Wanted by Hollywood: World-famous intellectual property that no one has yet thought to make into a movie. Or nearly three dozen movies, for that matter. Disney’s Marvel Cinematic Universe has been the most successful movie franchise in history, grossing nearly $30 billion globally over 33 films to date.
But this past weekend provided the latest sign that the lucrative stable of superheroes is in need of some rescuing. “The Marvels" grossed a mere $47 million for its domestic box-office debut—a record low for the franchise and a major disappointment even against other recent Marvel movies that have been showing signs of strain. The nine other Marvel movies that have opened since the pandemic closed movie theaters in 2020 have averaged a domestic opening weekend of about $136 million, according to data from Box Office Mojo.

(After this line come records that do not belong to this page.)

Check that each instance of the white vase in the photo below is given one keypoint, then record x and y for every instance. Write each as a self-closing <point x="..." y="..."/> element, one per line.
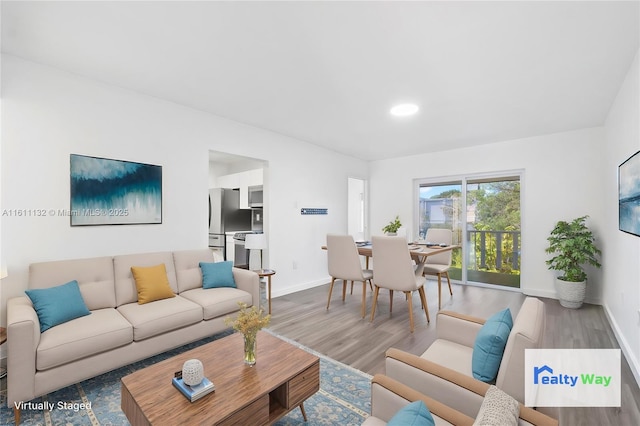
<point x="571" y="294"/>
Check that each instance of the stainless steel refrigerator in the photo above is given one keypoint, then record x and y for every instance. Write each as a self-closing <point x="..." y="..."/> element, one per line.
<point x="225" y="216"/>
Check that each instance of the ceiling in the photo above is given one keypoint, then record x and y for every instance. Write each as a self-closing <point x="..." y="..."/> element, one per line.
<point x="328" y="72"/>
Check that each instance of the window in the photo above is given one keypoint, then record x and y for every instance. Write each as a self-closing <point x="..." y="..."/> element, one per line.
<point x="484" y="214"/>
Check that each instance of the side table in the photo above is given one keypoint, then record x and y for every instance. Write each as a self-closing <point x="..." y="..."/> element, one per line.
<point x="267" y="273"/>
<point x="3" y="338"/>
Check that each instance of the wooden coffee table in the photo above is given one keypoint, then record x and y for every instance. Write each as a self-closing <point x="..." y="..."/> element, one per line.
<point x="282" y="378"/>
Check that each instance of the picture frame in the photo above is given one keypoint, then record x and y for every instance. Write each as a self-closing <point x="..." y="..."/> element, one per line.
<point x="105" y="191"/>
<point x="629" y="195"/>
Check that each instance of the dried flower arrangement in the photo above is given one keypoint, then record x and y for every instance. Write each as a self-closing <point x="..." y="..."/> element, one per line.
<point x="248" y="322"/>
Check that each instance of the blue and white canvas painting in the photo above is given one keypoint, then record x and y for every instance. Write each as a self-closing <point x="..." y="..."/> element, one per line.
<point x="114" y="192"/>
<point x="629" y="195"/>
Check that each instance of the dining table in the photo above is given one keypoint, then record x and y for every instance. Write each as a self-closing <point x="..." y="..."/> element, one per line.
<point x="419" y="253"/>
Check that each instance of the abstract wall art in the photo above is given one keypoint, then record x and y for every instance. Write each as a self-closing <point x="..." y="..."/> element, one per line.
<point x="629" y="195"/>
<point x="114" y="192"/>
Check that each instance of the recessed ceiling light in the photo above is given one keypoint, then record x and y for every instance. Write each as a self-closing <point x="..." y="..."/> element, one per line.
<point x="404" y="110"/>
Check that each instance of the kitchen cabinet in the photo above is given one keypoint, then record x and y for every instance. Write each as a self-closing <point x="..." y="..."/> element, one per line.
<point x="249" y="178"/>
<point x="243" y="181"/>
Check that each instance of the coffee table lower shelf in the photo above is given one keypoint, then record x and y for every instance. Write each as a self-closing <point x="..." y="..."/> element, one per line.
<point x="282" y="379"/>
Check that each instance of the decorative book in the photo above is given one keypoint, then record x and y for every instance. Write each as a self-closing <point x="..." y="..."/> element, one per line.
<point x="193" y="393"/>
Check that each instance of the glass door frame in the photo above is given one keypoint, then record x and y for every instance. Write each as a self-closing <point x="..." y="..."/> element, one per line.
<point x="463" y="181"/>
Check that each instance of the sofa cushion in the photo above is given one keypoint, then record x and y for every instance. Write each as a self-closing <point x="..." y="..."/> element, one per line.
<point x="413" y="414"/>
<point x="187" y="263"/>
<point x="94" y="276"/>
<point x="498" y="408"/>
<point x="450" y="354"/>
<point x="489" y="346"/>
<point x="103" y="330"/>
<point x="57" y="305"/>
<point x="126" y="291"/>
<point x="217" y="302"/>
<point x="218" y="274"/>
<point x="161" y="316"/>
<point x="152" y="283"/>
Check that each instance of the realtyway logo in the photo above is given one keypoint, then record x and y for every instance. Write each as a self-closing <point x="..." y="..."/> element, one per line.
<point x="572" y="377"/>
<point x="539" y="377"/>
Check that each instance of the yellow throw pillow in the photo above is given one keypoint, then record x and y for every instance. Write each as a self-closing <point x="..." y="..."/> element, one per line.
<point x="152" y="283"/>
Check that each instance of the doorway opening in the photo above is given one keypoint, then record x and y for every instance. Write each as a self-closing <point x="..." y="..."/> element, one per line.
<point x="356" y="209"/>
<point x="483" y="212"/>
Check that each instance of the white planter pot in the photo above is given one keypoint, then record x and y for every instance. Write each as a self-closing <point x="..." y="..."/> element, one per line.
<point x="571" y="294"/>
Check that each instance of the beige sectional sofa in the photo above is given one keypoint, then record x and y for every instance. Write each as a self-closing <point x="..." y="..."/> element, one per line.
<point x="118" y="331"/>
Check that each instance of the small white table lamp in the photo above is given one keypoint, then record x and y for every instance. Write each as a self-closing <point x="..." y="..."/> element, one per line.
<point x="255" y="242"/>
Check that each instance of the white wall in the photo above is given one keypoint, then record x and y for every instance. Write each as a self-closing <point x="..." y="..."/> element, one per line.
<point x="562" y="174"/>
<point x="621" y="258"/>
<point x="48" y="114"/>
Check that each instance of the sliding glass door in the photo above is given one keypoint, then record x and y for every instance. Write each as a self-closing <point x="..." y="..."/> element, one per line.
<point x="484" y="214"/>
<point x="440" y="206"/>
<point x="493" y="231"/>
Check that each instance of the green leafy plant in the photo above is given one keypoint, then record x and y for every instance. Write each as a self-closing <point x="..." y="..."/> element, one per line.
<point x="249" y="320"/>
<point x="393" y="226"/>
<point x="573" y="246"/>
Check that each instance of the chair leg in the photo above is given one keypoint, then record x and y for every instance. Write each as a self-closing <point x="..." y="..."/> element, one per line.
<point x="439" y="291"/>
<point x="304" y="413"/>
<point x="333" y="280"/>
<point x="409" y="299"/>
<point x="376" y="290"/>
<point x="364" y="299"/>
<point x="423" y="299"/>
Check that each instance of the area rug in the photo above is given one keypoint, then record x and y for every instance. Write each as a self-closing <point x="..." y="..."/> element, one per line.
<point x="343" y="398"/>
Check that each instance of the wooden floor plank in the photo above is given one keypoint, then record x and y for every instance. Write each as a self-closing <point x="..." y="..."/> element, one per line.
<point x="342" y="334"/>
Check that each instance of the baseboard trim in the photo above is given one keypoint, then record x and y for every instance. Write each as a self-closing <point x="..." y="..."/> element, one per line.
<point x="634" y="364"/>
<point x="304" y="286"/>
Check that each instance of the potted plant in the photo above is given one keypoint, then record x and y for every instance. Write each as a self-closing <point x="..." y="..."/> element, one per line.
<point x="573" y="246"/>
<point x="392" y="227"/>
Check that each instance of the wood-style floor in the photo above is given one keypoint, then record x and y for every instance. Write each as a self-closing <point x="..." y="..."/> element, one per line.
<point x="341" y="333"/>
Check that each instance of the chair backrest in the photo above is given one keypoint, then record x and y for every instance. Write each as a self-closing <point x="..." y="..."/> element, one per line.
<point x="440" y="236"/>
<point x="343" y="258"/>
<point x="392" y="264"/>
<point x="527" y="333"/>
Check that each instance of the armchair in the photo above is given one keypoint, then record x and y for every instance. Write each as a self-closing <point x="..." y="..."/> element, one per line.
<point x="452" y="352"/>
<point x="388" y="396"/>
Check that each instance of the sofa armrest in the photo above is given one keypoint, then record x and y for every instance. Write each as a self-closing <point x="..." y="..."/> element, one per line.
<point x="458" y="391"/>
<point x="23" y="337"/>
<point x="388" y="396"/>
<point x="248" y="281"/>
<point x="454" y="389"/>
<point x="458" y="328"/>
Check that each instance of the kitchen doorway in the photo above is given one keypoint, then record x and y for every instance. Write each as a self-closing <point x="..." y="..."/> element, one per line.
<point x="241" y="177"/>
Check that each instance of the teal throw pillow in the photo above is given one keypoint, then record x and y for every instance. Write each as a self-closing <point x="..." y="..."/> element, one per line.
<point x="489" y="346"/>
<point x="57" y="305"/>
<point x="413" y="414"/>
<point x="217" y="274"/>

Marvel’s problems are the movie industry’s problems. With the exception of during the pandemic-shuttered year of 2020, Disney has released at least three Marvel movies a year since 2016, with the combined box office of those movies averaging 17% of each year’s total domestic box office, according to data from industry-tracking site The Numbers. But Marvel is hardly the only established, once-bankable movie property looking tapped out.
Paramount’s latest “Mission Impossible" sequel, released in July, has generated the worst global box office in that franchise’s history, once adjusted for inflation. And three movies released by Warner Bros. Discovery this year under its DC superhero franchise have all flopped, with their global box-office totals barely covering their reported production budgets.